The following are some of the key features of the contra mutual funds:
These funds follow a unique investment strategy called value investing, where money is allocated to company stocks that are undervalued
These investments are made for the long term as they do not yield noticeable returns in shorter periods
There are only three contra funds available to investors in India: SBI Contra Fund, Kotak India EQ Contra Fund, and Invesco India Contra Fund
As per the SEBI rules, an AMC can either offer contra fund or value fund to its investors and cannot offer both at once
If you decide to invest in a contra fund, the following are the benefits that you get to enjoy:
These funds employ a contrarian strategy that involves investing in often overlooked and undervalued stocks. If calibrated well, this strategy can pay off higher returns compared to other equity-dominated mutual funds.
These funds generally focus on those companies that often do not attract traction from many investors. Due to this underlying factor, the impact of institutional investors on the price movement of such stocks is quite low.
Fund managers of these funds generally buy stocks of a company when they are undervalued. This enables them to pull off a good bargain and purchase stocks at a favourable net asset value (NAV).

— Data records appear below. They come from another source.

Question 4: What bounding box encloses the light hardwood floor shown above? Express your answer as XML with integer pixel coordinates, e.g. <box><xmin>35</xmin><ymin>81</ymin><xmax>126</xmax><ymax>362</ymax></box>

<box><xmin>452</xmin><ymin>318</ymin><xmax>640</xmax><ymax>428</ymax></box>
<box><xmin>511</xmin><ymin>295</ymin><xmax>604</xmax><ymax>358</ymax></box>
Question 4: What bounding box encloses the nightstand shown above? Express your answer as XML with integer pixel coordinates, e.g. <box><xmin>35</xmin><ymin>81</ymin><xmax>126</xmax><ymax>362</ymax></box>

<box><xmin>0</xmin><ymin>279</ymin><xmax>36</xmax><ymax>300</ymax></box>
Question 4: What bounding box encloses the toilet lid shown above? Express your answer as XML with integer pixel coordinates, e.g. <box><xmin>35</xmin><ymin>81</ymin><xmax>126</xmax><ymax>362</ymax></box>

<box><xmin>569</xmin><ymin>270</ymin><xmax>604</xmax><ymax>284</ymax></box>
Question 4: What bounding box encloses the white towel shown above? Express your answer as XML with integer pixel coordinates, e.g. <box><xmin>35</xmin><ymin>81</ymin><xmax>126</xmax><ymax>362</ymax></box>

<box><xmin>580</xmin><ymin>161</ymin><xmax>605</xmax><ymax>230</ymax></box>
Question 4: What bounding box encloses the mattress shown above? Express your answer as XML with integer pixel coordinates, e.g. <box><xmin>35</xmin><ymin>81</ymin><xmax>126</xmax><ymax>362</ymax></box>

Usually, the value of high-beta stocks suffers the most when there is a prolonged downturn in the market. In situations like these, the value of contra funds remains more or less stable as compared to highly-priced stocks.
A pent-up value is inherent in stocks included in the contra funds. However, this value is not reflected because of certain issues. Once these issues are resolved, these stock prices generally witness a surge.
To make an informed decision about which contra mutual fund to choose, you must consider the following factors:
There is no certainty that stocks included in the funds perform just in the manner the fund manager predicted. There can be times when this approach does not materialise, and you may have to bear losses. In a way, contra funds involve an ‘opposite to the trend’ strategy, which is why the associated risk is also higher.
Contra funds provide higher returns only if you have invested in them for a longer tenor. To realise excellent returns, you need to stay invested in the scheme for at least 5 years, or more in some cases. However, since these are equities, longer timelines have the potential to generate truly remarkable returns.
If you have decided to invest in contra funds, you can do so quickly on Bajaj Markets. It allows you to start investing in more than 1,100 direct mutual fund plans with as little as ₹100.
However, whether you invest in contra or any other mutual fund schemes, it is important to note that these schemes are linked with market fluctuations. Hence, the returns on contra funds are not always guaranteed.
This is why it is prudent to conduct thorough research before you invest in any funds. This would allow you to choose a fund that may have a higher probability of earning you more optimal returns.
A contra fund is a type of mutual fund that employs a unique investment strategy where the fund managers invest in companies whose financial credentials are strong but whose stocks are undervalued.